To be happy we need to consciously create and maintain a strong and supportive social network. For most of us this takes an intentional and well planned effort–modern life doesn’t allow it to organically happen. This book is a step by step guide on how to do just that.

Human beings are pack animals. It isn’t just that we like to be around other people–we need to be around them. Our survival as a species has depended on group living. Our large brain developed to allow us to live in large groups. Empathy, shame, altruism ad love all evolved to help us navigate the extraordinary complexity of group living.

Unhappiness is our brain’s way of telling us something is wrong. That could be something wrong with our inherent biology, or it could be that something is wrong with our social network.
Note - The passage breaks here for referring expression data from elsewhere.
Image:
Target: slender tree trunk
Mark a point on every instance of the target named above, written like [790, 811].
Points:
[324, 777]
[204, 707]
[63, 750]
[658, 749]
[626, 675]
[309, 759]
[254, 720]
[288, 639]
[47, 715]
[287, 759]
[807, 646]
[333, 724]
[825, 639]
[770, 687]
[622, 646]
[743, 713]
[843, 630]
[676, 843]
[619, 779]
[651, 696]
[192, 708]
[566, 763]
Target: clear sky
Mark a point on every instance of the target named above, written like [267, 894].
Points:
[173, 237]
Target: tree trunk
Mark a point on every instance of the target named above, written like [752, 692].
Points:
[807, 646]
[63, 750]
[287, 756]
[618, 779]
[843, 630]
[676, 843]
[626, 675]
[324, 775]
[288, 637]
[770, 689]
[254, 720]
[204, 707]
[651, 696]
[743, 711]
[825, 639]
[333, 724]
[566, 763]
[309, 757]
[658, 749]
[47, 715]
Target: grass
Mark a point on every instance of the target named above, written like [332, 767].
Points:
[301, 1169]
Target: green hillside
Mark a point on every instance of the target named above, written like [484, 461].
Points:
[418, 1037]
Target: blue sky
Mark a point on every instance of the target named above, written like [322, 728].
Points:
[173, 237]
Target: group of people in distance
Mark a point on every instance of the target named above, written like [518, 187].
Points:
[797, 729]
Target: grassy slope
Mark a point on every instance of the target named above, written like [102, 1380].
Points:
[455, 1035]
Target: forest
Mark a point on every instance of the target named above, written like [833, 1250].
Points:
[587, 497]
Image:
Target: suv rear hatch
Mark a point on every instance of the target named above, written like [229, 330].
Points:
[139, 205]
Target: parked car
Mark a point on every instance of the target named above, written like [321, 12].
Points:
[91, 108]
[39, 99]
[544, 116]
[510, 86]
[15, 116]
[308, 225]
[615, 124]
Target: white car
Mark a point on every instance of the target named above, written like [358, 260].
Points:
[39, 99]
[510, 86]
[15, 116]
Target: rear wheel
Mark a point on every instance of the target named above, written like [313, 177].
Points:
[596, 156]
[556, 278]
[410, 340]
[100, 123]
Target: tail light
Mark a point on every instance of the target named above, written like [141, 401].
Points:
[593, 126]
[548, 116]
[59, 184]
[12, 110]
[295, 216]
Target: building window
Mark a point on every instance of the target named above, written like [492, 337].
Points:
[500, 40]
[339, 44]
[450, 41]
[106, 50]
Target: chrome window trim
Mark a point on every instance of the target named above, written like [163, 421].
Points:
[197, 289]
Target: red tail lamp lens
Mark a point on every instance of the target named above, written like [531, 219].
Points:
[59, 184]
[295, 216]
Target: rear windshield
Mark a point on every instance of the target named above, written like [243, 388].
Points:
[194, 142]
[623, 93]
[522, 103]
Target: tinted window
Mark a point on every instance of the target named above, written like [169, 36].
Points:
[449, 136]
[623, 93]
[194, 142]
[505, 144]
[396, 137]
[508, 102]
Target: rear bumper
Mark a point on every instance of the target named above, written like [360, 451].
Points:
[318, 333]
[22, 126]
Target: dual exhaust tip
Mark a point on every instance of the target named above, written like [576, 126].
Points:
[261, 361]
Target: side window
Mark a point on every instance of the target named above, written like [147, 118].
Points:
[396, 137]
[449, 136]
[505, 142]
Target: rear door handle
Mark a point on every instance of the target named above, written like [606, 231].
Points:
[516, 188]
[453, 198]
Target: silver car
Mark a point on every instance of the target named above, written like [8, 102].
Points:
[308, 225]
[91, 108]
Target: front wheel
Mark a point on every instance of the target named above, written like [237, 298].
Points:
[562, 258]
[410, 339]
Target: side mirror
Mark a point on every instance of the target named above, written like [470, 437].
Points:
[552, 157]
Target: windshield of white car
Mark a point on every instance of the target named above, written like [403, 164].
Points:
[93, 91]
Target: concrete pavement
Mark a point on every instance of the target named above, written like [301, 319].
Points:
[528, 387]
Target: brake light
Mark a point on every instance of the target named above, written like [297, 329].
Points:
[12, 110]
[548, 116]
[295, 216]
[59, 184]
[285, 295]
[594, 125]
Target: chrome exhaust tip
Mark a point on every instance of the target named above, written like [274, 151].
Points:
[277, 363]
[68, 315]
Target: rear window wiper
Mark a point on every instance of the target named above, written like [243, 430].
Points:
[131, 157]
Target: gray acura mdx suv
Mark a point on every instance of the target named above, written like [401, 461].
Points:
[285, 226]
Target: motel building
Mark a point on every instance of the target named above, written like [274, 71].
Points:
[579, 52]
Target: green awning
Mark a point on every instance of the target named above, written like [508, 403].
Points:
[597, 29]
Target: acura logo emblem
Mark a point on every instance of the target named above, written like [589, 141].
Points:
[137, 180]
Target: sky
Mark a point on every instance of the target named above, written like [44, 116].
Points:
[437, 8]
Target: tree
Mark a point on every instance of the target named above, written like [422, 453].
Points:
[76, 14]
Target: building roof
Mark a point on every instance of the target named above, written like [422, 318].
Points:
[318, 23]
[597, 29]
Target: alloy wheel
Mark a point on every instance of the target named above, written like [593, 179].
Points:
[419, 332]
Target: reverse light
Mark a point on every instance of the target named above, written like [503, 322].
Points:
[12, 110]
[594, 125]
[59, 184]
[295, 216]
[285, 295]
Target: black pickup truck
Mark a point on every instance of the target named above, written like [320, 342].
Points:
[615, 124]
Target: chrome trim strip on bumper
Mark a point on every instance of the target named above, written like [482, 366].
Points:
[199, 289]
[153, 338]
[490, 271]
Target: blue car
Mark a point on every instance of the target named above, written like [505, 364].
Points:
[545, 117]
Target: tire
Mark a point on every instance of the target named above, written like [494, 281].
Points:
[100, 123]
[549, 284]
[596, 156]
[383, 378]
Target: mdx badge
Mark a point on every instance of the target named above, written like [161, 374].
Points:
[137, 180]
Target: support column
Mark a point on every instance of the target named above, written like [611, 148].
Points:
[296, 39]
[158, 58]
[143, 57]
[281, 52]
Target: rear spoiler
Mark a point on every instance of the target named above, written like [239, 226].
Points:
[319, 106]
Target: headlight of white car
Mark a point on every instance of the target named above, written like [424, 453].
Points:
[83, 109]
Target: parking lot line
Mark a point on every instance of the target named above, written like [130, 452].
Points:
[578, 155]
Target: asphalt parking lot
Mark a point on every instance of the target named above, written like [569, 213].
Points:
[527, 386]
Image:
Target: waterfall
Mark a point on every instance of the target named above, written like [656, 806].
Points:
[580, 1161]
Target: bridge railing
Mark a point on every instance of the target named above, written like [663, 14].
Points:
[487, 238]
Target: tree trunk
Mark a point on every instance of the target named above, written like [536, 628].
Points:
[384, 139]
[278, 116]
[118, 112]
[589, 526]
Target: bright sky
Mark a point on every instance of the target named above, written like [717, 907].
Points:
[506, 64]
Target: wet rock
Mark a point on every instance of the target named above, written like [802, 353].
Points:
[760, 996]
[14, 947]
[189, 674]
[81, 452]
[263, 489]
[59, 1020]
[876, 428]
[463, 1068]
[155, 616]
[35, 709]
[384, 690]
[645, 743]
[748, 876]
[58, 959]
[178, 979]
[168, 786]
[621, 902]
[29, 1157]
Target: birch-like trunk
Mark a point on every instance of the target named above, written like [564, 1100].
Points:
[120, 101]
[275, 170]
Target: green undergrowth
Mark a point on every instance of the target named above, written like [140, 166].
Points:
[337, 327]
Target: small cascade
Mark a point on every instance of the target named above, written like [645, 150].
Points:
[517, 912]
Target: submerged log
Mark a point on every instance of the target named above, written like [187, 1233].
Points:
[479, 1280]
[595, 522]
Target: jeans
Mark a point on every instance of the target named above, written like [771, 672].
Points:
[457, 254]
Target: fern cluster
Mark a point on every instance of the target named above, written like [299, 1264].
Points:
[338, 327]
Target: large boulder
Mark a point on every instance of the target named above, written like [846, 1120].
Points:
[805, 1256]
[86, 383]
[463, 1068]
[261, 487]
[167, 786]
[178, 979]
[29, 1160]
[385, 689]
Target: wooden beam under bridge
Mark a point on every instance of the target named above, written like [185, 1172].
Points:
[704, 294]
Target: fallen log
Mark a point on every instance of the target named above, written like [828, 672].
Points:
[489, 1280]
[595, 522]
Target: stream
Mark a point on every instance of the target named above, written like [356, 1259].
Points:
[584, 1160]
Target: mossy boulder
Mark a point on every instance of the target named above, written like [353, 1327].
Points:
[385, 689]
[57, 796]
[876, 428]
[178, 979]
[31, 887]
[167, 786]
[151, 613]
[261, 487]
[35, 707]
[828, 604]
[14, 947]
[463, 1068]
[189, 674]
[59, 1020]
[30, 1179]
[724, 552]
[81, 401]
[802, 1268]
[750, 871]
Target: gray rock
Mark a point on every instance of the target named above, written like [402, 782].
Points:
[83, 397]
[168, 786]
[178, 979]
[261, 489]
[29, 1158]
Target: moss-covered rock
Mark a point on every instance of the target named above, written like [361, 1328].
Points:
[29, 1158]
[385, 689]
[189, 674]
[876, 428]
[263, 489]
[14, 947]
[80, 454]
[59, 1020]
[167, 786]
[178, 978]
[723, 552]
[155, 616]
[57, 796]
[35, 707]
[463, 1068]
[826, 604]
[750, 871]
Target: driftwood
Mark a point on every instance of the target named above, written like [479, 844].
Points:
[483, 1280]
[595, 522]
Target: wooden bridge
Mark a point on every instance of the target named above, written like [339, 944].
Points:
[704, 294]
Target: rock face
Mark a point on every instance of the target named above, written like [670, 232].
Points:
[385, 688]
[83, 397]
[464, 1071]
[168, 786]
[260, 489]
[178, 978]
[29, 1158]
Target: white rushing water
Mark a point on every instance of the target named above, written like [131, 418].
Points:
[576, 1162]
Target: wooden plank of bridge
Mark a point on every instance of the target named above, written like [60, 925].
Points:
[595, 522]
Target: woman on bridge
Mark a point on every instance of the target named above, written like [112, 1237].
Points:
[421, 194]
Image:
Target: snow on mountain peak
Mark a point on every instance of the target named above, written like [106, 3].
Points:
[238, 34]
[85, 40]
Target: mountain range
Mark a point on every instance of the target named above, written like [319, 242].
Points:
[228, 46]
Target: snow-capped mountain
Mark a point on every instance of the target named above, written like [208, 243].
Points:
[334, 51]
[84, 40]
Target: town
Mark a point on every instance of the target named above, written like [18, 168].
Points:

Trying to fix a weak and unsupportive social network with pills doesn’t work.

Our happiness is very dependent on how vitally connected we are to our social group.

The Harvard Study of Adult Development found that quality relationships are the number one predictor of lifelong happiness.

People affect our emotional outlook in two ways: we need to love and be loved by them, and at mostly a subconscious level, we look to them to determine our moods, behaviors, values, and self-identity. When any of these things are out of balance–we’re not connected to others to the degree we need to be, or if the signals we’re getting from others about moods, values, self-identity, or behaviors are negative–we’ll feel unhappy.

We have needs for social connection on many levels. Friends, lovers, family, co-workers, neighbors–everyone has a role to play, some larger, some smaller–in supporting or damaging our mental health.